Friday, March 03, 2006

I was wrong . . . .

Why are these three words so hard to say? Why does everyone from a three year old child to the President of the United States avoid these three words like Bird Flu? When did being responsible for our own actions go out of style?

The Houghton Mifflin dictionary defines responsible this way:

"Liable to be required to give account, as of one's actions or of the discharge of a duty or trust." Another definition is: Involving personal accountability or ability to act without guidance or superior authority: a responsible position within the firm."

Some synonyms include: Answerable, accountable, liable, trustworthy, dependable, reliable, sound. But sadly what we see is a condition that is all to familiar to human kind - passing the buck.

Adam did it; Eve did it. Abraham did it. We all do it, but that doesn't meant it's right. One who did not do it was Jesus. He was perfectly accountable and trustworthy in everything He did. He did not make excuses, He did not try to deflect criticism but answered His critics with wisdom that confounded them.

So why is it so hard to own up to our screwups? NBC had video this week of the Presidential briefing before Hurricane Katrina struck last August. Some say the President was engaged, others say he was clueless, but everybody is looking for somebody else to blame. The President couches it in euphemistic language - mistakes were made. Great! Why can't he just say "I was wrong; I should have acted sooner,"? New Orleans Mayor Ray Nagin, the Governor of Louisiana, Homeland Security head Michael Chertoff, former FEMA head Michael Brown - they are all looking to pass the buck.

But it doesn't really matter to those who are out of a home. Everything they had - all their possessions, all their memories and is some cases members of their family - is gone. They looked to the government for help and what they got was excuses. Katrina took no mercy on anyone - it was an equal opportunity destroyer. But the fact that most of those left in the Superdome and the Convention Center were poor, black, and disenfranchised should give us pause.

Former President Clinton and the first President Bush have been raising money to help people in the storm zone.
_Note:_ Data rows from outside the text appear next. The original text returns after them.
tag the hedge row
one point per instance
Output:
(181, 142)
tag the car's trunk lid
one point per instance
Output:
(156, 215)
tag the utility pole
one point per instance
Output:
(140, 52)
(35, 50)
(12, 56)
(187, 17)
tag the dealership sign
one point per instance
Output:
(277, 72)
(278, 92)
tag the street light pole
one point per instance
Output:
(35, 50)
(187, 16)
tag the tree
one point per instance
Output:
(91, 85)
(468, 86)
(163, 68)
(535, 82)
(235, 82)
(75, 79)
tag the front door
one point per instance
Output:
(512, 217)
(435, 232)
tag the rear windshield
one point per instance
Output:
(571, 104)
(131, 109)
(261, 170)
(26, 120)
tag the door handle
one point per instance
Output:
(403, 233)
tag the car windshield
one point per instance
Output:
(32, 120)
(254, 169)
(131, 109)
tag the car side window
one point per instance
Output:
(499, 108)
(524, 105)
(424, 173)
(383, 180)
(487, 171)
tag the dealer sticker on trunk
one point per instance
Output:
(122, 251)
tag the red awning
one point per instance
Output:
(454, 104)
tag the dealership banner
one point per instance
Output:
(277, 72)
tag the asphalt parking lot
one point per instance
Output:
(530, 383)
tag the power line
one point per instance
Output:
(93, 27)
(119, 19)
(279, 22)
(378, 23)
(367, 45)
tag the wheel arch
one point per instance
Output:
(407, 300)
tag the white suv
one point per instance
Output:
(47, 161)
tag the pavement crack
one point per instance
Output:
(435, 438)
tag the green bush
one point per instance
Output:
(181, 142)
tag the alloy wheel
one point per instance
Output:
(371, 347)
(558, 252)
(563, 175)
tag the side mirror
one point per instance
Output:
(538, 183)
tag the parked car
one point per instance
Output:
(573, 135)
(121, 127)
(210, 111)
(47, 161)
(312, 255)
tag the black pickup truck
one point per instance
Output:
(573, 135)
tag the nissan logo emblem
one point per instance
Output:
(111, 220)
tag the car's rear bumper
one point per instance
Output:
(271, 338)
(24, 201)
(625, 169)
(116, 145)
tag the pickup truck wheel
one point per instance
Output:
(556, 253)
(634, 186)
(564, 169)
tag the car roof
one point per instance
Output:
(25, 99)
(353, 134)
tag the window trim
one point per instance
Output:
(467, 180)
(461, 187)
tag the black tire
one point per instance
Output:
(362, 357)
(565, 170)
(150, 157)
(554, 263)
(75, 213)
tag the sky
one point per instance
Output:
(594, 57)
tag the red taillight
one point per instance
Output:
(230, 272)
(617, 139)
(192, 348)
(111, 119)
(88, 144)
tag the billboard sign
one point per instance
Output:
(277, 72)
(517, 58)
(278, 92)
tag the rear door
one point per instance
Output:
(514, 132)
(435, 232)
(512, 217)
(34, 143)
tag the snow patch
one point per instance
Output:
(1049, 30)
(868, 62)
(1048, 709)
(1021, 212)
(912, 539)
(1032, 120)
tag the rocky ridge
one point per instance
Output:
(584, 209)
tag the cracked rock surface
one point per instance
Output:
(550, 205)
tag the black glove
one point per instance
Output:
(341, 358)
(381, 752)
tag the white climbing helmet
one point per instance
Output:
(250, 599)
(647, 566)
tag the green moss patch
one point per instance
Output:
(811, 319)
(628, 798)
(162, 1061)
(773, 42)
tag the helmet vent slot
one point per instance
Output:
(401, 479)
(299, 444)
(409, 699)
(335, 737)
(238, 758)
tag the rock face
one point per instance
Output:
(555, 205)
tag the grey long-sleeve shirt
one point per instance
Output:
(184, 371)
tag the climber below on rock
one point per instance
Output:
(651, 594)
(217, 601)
There are people living in tents - tents, not trailers - in Mississippi. This is an AP Photo AP Image hosting by Photobucket of some of what people had left. Now they live in tents. Think of Hawkeye and B.J.'s tent on the old tv series M*A*S*H. You know, no heat, no running water, no toilet, no security. And the aid that the government promised seems to be slow in coming. Even this week, the Washington Post carried a story about Bishop T. D. Jakes and several other ministers wondering where $20 million in promised funds from the Clinton-Bush efforts was. Churches are places that people turn in times of crisis, but many churches were also devastated by the storm.

So when is someone going to step up and say "Hey, we screwed up! We were wrong and now we want to fix that." That would show something else - character, one definition of which is "moral or ethical strength."